Silicon Valley Start Up Kno Ships Educational Tablet
California-based start up Kno Inc. announced it has begun shipping its Linux-based touch screen educational tablet for students, letting them read textbooks, take notes and browse the Web.
The first Kno tablets will begin arriving this week, the Silicon Valley company said.
Kno, short for knowledge, is a 14.1 touch-screen tablet that blends textbooks, course materials, note-taking, web access, educational applications, digital media and sharing.
A single-screen Kno tablet costs $599 and weighs about 1.2 kg, while the dual screen tablet costs $899 and weighs roughly 2.5 kg. Kno uses a NVIDIA Tegra T200 Series CPU graphics processor.

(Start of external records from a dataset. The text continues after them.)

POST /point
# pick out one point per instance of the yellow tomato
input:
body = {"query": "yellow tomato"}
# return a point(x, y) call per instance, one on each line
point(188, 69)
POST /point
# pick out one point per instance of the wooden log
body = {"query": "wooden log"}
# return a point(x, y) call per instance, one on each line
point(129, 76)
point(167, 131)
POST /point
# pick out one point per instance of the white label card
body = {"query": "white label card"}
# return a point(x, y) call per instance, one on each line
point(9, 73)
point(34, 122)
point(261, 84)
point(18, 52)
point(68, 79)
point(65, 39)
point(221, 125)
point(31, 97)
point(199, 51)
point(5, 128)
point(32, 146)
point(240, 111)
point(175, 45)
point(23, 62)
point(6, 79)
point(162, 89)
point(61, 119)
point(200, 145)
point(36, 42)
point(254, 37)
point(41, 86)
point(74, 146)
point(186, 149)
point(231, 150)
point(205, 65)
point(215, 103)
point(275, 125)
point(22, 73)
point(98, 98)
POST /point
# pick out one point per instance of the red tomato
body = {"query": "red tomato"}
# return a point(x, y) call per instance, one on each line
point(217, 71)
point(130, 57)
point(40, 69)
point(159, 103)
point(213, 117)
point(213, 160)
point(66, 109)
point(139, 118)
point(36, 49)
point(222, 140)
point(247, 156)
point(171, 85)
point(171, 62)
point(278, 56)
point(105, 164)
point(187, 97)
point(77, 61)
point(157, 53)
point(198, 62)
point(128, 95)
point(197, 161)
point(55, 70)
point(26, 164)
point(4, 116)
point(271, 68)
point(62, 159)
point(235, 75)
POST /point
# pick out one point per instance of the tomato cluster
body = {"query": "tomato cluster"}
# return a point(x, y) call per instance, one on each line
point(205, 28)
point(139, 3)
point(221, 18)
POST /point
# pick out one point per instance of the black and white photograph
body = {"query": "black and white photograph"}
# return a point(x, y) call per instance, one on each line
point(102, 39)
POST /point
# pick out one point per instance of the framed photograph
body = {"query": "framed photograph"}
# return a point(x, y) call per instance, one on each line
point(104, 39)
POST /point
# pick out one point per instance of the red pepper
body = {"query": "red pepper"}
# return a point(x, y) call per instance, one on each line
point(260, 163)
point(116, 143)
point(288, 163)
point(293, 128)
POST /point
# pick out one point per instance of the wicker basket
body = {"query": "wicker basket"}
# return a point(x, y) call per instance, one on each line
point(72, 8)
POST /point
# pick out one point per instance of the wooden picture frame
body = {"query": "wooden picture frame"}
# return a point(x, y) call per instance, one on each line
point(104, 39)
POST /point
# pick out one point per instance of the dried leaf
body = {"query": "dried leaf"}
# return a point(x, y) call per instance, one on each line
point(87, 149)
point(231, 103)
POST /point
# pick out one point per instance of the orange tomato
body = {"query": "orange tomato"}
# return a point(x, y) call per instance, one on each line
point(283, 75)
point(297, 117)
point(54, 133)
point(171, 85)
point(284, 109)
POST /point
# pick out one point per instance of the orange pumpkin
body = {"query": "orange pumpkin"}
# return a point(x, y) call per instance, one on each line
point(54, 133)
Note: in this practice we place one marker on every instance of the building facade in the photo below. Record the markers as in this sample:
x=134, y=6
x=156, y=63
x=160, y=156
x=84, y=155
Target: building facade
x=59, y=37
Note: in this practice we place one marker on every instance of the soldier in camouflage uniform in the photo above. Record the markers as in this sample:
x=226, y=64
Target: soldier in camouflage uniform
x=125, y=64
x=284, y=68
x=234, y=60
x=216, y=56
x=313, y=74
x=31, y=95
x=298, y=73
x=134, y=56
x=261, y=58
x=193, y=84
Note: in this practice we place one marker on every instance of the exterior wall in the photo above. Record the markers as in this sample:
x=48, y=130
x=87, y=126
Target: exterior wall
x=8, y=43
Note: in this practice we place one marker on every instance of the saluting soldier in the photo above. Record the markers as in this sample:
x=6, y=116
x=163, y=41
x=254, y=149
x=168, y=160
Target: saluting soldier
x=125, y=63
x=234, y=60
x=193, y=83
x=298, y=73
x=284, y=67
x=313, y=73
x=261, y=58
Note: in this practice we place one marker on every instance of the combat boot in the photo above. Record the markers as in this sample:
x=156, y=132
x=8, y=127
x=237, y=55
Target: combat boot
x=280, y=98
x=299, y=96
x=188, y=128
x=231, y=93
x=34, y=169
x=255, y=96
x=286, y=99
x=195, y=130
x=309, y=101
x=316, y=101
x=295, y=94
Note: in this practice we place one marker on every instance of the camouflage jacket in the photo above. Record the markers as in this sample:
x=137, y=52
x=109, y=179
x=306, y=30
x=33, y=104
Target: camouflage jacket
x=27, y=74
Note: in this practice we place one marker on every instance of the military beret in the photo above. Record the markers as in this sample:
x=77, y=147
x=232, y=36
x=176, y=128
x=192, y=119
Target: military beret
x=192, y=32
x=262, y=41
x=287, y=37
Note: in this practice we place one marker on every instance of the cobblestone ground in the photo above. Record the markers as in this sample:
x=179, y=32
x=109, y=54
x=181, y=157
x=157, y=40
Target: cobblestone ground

Currently, the Kno tablet is available in limited quantity and is now available by invitation only. Shipments to pre-order customers will be staggered over the next month, the company said.
Over the next month, we plan to deliver units to pre-order customers and work closely with them to ensure a great user experience, said Osman Rashid, CEO and Co-Founder of Kno Inc.
Founded in May 2009, the company has received funding from Andreessen Horowitz, First Round Capital, Maples and Ron Conway.
The company is working with major textbook publishers including McGraw-Hill, John Wiley & Sons, Pearson, and Cengage Learning to make their textbooks available to Kno users.
The Kno offers notebooks, which are very much like physical notebooks, only you can write or type as many pages of notes as you want, draw, and capture the most important information from your text books to help you study. Textbooks can be read in their full size, without scrolling, and with all the formatting designed by the author and publisher.
The Kno comes with a built-in web browser so you can research, check Wikipedia, access email - everything you expect from the Web.
E-textbooks are growing at an estimated compound annual growth rate of nearly 49 percent through 2013, when they will account for more than 11 percent of textbook sales, according to a recent report from Simba Information.
According to Forrester Research, tablet sales in the U.S. will go to 20.4 million units in 2015 from 3.5 million units in 2010, a 42 percent compound annual growth rate. Starting in 2012, tablets will outsell netbooks, a device commonly used by many college students today.